Davis noted once ASU expressed interest, they attended nearly 90 percent of Cardinal games and stayed in communication with him. Once Eli visited the campus he knew he was going to a Red Wolf.
“They’re not only getting a great baseball player,” Coach Wick said. “But they’re also getting a great kid. They’re getting a great athlete. They’re getting a great family. He’s the epitome of what it is to be a great student athlete and what it is to be humble.
“His like the quiet assassin,” he continued. “He gets the job done. He has one of the sweetest, smoothest left-hand swings that I ever had to coach in high school. We’re just excited he gets to go to Arkansas State. But before that we he gets to win a few more games as a Brighton Cardinal.”
Next year Davis will be a member of ASU playing in the Sun Belt Conference for Raffo. The veteran coach has been at ASU for almost 10 years winning more than 250 games.
Wick said Davis has the skills to add to Raffo’s total in the near future.
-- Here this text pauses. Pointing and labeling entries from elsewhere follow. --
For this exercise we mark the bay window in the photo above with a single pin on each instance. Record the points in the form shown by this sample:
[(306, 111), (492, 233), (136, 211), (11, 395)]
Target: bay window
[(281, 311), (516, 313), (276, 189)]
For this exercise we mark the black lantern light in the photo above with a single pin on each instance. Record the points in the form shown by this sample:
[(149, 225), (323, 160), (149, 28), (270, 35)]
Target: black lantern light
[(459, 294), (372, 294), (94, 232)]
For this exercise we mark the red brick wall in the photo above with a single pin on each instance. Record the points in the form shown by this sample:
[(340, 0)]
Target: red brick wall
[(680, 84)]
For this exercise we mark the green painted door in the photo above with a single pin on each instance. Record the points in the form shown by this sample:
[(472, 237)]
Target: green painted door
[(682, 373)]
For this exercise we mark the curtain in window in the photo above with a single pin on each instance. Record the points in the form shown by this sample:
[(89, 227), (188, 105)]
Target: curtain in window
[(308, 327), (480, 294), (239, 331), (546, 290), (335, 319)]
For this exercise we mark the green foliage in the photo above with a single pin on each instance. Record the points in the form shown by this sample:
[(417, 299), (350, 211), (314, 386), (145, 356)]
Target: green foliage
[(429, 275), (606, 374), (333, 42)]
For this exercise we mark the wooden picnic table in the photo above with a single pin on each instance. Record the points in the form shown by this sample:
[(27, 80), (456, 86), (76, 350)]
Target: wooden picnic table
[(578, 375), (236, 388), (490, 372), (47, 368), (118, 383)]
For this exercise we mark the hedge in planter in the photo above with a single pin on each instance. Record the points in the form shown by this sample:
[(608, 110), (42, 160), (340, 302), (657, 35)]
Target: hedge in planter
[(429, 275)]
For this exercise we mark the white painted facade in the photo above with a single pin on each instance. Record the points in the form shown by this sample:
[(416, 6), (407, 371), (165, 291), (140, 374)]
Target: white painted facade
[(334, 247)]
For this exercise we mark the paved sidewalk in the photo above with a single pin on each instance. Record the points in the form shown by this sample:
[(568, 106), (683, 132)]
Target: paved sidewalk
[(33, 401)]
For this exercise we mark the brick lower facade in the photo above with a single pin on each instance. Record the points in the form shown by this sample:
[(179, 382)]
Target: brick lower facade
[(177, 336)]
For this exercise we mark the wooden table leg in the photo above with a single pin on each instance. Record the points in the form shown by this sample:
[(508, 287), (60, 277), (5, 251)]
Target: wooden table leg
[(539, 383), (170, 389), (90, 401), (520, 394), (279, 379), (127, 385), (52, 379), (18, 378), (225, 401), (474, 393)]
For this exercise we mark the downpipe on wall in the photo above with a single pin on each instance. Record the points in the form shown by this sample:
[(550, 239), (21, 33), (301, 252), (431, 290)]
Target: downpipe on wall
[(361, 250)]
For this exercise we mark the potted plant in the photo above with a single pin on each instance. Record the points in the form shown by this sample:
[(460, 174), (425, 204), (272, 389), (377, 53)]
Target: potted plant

The Cardinal Skipper is just happy he has one more season with him.
“He’s one of the fastest kids that I’ve ever coached,” he said. “His speed is unbelievable. He’s 34 steals from 100. He’ll get that. He’ll hit another milestone. His speed is there, his glove, he’ll be our No. 2 pitcher on the mound after Brett Wilkins. He’ll hit in the leadoff hole for us with a little bit of pop.”
HT said hearing people compliment his son as a five-tool player is nice. But the proud Dad said when people concern his son a five-star person, he knows his son will do well on the campus of ASU.
“It feels great to us because of all the hard work he’s put in,” he said. “He’s been chasing the ball around and we’ve been chasing him around since he was 4 years old.
“He’s a good kid,” HT concluded. “He wants to please. I think that’s another thing that drove him. He wanted to please his coaches, his parents, grandparents. He’s had a lot of support from both sets of grandparents. To know they’re in the stands watching, he wanted to please them.”